Sixty Taps, One Very Good Happy Hour
Legacy West · Plano · New American / Wine Country-Inspired · Visit Website ↗
Reviewed June 25, 2026
Wingman Metrics
Walking into Sixty Vines, the tap wall is the first thing that earns your attention — sixty wines on draft isn't a gimmick when the list includes Champagne growers and Burgundy villages. The menu reads like someone actually cared about what goes in the glass, not just what fills the room. For a Legacy West strip development, this hits different.
The bottled list punches well above its suburban-restaurant weight class, with Larmandier-Bernier 'Longitude' Blanc de Blancs and Laherte Frères 'Ultradition' flying the flag for serious Champagne grower culture. Burgundy gets real representation through Domaine Alex Moreau's Chassagne-Montrachet, and Spain shows up with the crowd-pleasing but legitimate Eladio Piñeiro 'Envidia Cochina' Albariño from Rias Baixas. The tap program skews toward accessible crowd-pleasers — your Napa Cabs, your Sonoma Chards — but that's what the format calls for, and it executes it cleanly. The one honest gap is depth in Italy and Germany, which feel like afterthoughts next to the French heavy-hitters.
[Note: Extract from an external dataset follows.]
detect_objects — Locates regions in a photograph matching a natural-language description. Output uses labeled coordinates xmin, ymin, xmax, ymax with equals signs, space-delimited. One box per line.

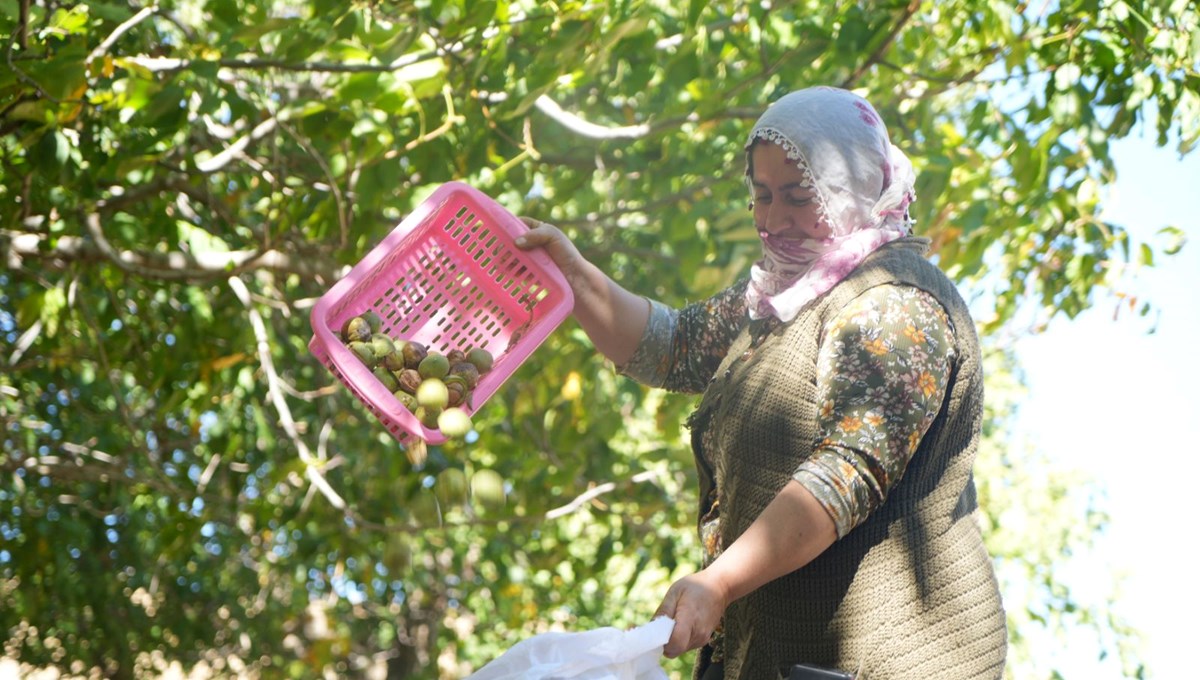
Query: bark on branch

The tap program is the whole point here — sixty pours rotating through the wall means the by-the-glass options are essentially the entire list. Prices run $6 to $30 a pour depending on what you're pulling, and the turnover from the tap system keeps freshness consistent in a way a half-finished bottle on a back shelf never could. Weekday Tappy Hour drops $3 off select pours from 3–6pm, which makes the decision to skip the cocktail menu an easy one.
Italian Prosecco DOC (house sparkling, by the glass) — $13
At a retail equivalent of around $14 a bottle, this is basically a steal poured by the glass — the markup is under 100%, which is almost unheard of for a sparkling pour. Order it instead of a cocktail when you sit down.
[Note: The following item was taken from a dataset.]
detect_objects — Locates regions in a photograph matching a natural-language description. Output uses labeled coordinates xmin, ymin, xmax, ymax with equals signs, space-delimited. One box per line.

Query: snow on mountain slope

Laherte Frères 'Ultradition' Champagne
Most people at a wine-on-tap restaurant in Plano are reaching for the Napa Cab. The Laherte 'Ultradition' is a small-grower Champagne from the Côte des Blancs that most dedicated wine bars don't even stock — finding it here is a genuine surprise, and it's the kind of bottle worth celebrating just because it exists on this list.
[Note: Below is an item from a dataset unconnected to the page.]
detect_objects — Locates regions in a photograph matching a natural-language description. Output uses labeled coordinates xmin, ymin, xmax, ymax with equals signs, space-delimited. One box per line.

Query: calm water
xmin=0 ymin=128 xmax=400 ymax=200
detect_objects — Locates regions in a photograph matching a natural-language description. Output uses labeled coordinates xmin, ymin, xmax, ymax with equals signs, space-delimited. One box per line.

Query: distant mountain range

Robert Mondavi Napa Cabernet Sauvignon
At $72 a bottle, you're paying a 157% markup on a wine that retails around $28. Mondavi is fine, but it's also at every steakhouse in America at roughly the same price. The tap Napa Cab from the Vine Huggers program gives you a similar experience for a fraction of the cost — use that instead.
Eladio Piñeiro 'Envidia Cochina' Albariño + Burrata
The Albariño's citrus lift and saline edge cut right through the cream of the burrata without fighting it — it's the kind of pairing that makes both things taste better, and neither one costs you very much.
Monday–Friday — Tappy Hour runs 3–6pm weekdays with $3 off select wine pours in the bar and lounge.
🎲 The Bottom Line
Sixty Vines is the Wild Card that actually delivers: a wine-on-tap concept in a mall-adjacent development that somehow has Larmandier-Bernier on the bottle list and fair markups on the glass pours. Come for Tappy Hour, stay for a producer Champagne you weren't expecting to find in Plano.